Glasses produced from transition metal oxides like niobium oxide and tungsten oxide display electrochromism, which means that, as the electrical potential of the glass is changed, the glass lightens or darkens. Adding a thin layer of such glass to a standard silica glass window, together with a layer of electrolyte and a counter electrode, turns the window into an electrochemical cell. The potential of the glass, and therefore its tint, can then be controlled simply by applying an electric current.
‘Smart’ windows based on this principle have been built for display purposes and commercially available versions have been installed in executive conference rooms and corporate lobbies. But the electrochromism of such devices is largely confined to the visible region of the spectrum.

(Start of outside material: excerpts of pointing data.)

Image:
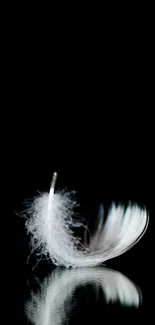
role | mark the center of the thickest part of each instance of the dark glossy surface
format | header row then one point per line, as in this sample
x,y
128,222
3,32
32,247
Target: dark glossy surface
x,y
101,169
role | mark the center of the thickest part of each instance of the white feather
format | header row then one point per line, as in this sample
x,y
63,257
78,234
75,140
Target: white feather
x,y
53,303
50,226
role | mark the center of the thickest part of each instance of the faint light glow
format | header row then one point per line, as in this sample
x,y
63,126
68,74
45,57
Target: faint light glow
x,y
53,303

Delia Milliron’s group at Lawrence Berkeley National Laboratory in California and colleagues from the Institute for the Science of Materials in Spain synthesised a composite comprising indium tin oxide (ITO) nanocrystals embedded in an amorphous niobium oxide glass matrix. To achieve this, they combined ITO nanocrystals with niobium-containing ions called polyoxometalate (POM) clusters in solution and evaporated the solvent to leave a film. The POM clusters formed a covalently-bonded shell around the ITO nanocrystals, which transformed into a glass matrix when heated to 400°C. This reaction procedure is far simpler to control than traditional methods of producing nanocrystal–glass composites based on thermally-induced phase separation.
Both ITO nanocrystals and niobium oxide glass are electrochromic, but at different electrical potentials and – crucially – in different parts of the electromagnetic spectrum. When the glass has no potential applied to it, it transmits both infrared and visible radiation. Applying a small negative voltage to the glass reduces the ITO nanocrystals, and in this reduced state they absorb infrared. As the potential on the glass is made more negative, the niobium oxide matrix itself develops locally reduced states that absorb visible photons.

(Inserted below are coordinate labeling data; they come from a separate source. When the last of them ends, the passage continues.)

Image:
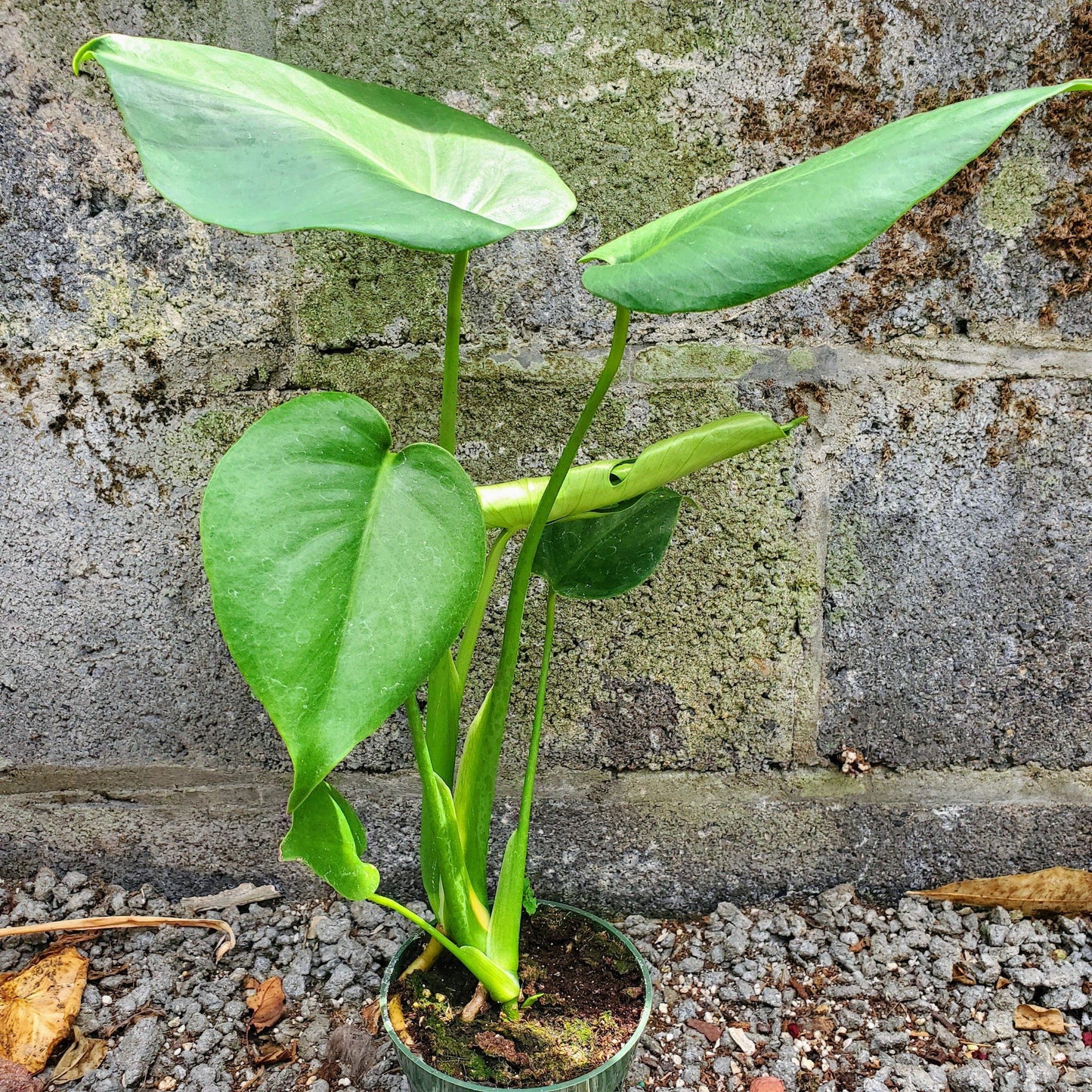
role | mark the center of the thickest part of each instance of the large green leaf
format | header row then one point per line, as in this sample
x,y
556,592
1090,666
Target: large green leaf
x,y
255,145
340,571
611,481
328,836
611,552
781,228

These two effects together produce a glass that can be adjusted between complete transparency, selective transmission of visible light, and opacity. Remarkably, the disruption to the niobium oxide bonding network created by the ITO causes the niobium oxide matrix to absorb five times as much visible light when reduced as pure niobium oxide glass.
Milliron acknowledges that the work is ‘an initial demonstration of the concept’. Currently, the electrochromic glass has a liquid electrolyte and a metallic lithium counter electrode, neither of which would be practicable in a window. ‘Integrating our active glass with a solid electrolyte and a transparent counter electrode, suitable for a real window prototype, is the subject of our current research,’ she says. They are also exploring alternative nanocrystals to ITO in an effort to improve the infrared filtration and bring down the cost. Milliron hopes it could eventually add as little as 10–15% to the cost of the window.
Claes-Göran Granqvist an expert on smart windows at Uppsala University in Sweden is impressed. ‘The fact that one can use these nanoparticles of indium oxide for blocking the infrared is a new idea that Delia has developed,’ he says. ‘In this paper, the group take it one stage further and use also the electrochromism of the embedding material.’ He cautions, however, that 50% of solar energy lies in the visible spectrum, and you could never block this heat without darkening the window.